The White Dog got its name from a 19th-century mystic and founder of the Theosophical Society named Madame Helena Blavatsky, who once resided in the Sansom Street building and claimed to have been cured of a serious illness by having a white dog lie on her. The restaurant has a wry, informally sophisticated ambience, and under chef/partner Kevin von Klause, the menu changes daily (to take advantage of fresh offerings from area farmers, Wicks says) -- though there might be a campus revolt if she took the salmon burger off the lunch menu. At night, you can order swordfish with peppercorn sauce, garlic mashed potatoes, and warm greens. Desserts are gorgeous. Wicks felt that diners had had their fill of French and Italian cuisines, and wanted the White Dog to offer an "American" menu with American wines.
The White Dog is a bit pricey for most students, and while Wicks has considered opening a second restaurant catering to students, with lower-priced entrees and a more casual atmosphere, she concluded that she'd have "no life at all" if she did. The bar area of the White Dog does serve a separate, less expensive grill menu from 2:30 P.M. to 1 A.M., but it will soon be facing competition for its modest student crowd, since LaTerrasse's Hoffman says its lunch menu will be affordable for undergraduates.
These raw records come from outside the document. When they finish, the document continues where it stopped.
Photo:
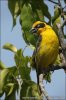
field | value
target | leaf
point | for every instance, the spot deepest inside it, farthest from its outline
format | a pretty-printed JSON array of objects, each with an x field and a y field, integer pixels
[
  {"x": 10, "y": 92},
  {"x": 65, "y": 1},
  {"x": 14, "y": 8},
  {"x": 2, "y": 65},
  {"x": 57, "y": 13},
  {"x": 27, "y": 18},
  {"x": 3, "y": 76},
  {"x": 33, "y": 11},
  {"x": 47, "y": 77},
  {"x": 11, "y": 86},
  {"x": 10, "y": 47},
  {"x": 22, "y": 64},
  {"x": 29, "y": 89},
  {"x": 64, "y": 36}
]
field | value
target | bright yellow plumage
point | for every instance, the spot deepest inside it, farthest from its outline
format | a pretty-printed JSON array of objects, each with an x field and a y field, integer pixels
[{"x": 47, "y": 50}]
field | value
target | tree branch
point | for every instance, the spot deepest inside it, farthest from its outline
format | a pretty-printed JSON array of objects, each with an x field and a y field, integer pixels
[
  {"x": 44, "y": 94},
  {"x": 53, "y": 2}
]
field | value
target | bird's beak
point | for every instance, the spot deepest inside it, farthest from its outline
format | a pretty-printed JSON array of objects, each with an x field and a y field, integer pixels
[{"x": 33, "y": 30}]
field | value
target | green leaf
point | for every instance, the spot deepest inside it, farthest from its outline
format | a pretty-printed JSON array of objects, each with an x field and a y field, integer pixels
[
  {"x": 2, "y": 65},
  {"x": 29, "y": 89},
  {"x": 14, "y": 7},
  {"x": 65, "y": 36},
  {"x": 10, "y": 91},
  {"x": 3, "y": 76},
  {"x": 65, "y": 1},
  {"x": 26, "y": 21},
  {"x": 22, "y": 64},
  {"x": 47, "y": 77},
  {"x": 57, "y": 13},
  {"x": 33, "y": 11},
  {"x": 11, "y": 86},
  {"x": 10, "y": 47}
]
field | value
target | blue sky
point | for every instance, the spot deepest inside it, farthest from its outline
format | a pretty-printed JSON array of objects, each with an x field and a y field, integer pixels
[{"x": 57, "y": 86}]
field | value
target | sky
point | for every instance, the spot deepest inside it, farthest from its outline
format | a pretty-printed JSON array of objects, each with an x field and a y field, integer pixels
[{"x": 57, "y": 86}]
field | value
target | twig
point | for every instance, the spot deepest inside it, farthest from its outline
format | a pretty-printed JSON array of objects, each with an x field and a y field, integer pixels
[
  {"x": 53, "y": 2},
  {"x": 59, "y": 3},
  {"x": 42, "y": 88}
]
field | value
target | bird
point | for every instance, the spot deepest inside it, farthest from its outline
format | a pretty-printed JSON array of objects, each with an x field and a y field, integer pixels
[{"x": 47, "y": 46}]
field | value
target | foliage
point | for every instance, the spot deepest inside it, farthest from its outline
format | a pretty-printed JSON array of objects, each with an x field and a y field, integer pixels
[{"x": 28, "y": 11}]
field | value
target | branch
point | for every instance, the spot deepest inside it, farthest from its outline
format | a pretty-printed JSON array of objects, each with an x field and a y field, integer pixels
[
  {"x": 53, "y": 2},
  {"x": 42, "y": 88}
]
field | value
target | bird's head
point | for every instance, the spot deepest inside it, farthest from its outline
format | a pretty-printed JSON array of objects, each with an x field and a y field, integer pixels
[{"x": 38, "y": 27}]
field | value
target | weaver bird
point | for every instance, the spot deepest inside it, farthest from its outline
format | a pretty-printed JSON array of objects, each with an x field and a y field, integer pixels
[{"x": 47, "y": 46}]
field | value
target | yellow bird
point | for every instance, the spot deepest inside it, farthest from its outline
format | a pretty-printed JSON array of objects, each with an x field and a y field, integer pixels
[{"x": 47, "y": 46}]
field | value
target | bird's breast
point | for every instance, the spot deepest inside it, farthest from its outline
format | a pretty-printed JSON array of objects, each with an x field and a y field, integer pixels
[{"x": 48, "y": 48}]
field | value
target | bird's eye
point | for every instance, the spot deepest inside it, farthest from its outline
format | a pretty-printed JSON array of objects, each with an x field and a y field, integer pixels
[{"x": 41, "y": 25}]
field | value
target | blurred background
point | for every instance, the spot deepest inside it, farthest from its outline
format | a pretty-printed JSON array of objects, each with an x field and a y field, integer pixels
[{"x": 56, "y": 88}]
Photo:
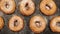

For a while, the White Dog succeeded LaTerrasse as the only fine
dining establishment on campus -- although LeBus's Braverman might disagree. But in 1983, the Palladium moved into the handsome Gothic building at 36th and Locust Walk owned by the Christian Association and began serving above-average eclectic fare. And in 1989, Michele Leff and her husband, David Fetkewicz, whose fresh Mexican food in the Reading Terminal Market had earned them a devoted following in Philadelphia, opened a highly successful upscale Mexican restaurant named Zocalo at the corner of 36th Street and Lancaster Avenue.
Leff estimates that during the week 30 percent of her clientele comes from Penn and another 15 percent from Drexel University. During the weekend, however, people cross state lines to sample the city's only hand-made corn tortillas, swordfish tacos, glazed duck, Mexican rice pudding, and killer margaritas. Leff, who is hoping to put together an expo of all the area's restaurants next fall, thinks there is a great future for both retail businesses and restaurants in West Philadelphia.
"Look at all the cultural attractions we have here -- the museum, the ICA, the Community Education Center, the [Philadelphia] Zoo," she says. "People like to come here. Penn is aware of the shortcomings of the area, and is doing its best to counteract them. Penn needs to focus on this. Taking the University and shrinking its campus and becoming insular will only create a bigger problem down the road, because the fringe areas are where most of the problems come from. If we create enough energy and positive experiences along the fringes, then Penn and the merchants here will end up having a better environment for everybody."
The reopening of LaTerrasse can be seen as a small but important symbol of that better environment. But Hoffman's objectives are quite straightforward. "I'm out to have a great restaurant -- a wonderful addition to Sansom Street and Philadelphia," he says. "I couldn't have a simpler objective."
Jon Caroulis is a writer living in Philadelphia. He hopes the many fine establishments in University City not mentioned in this article won't hold it against him.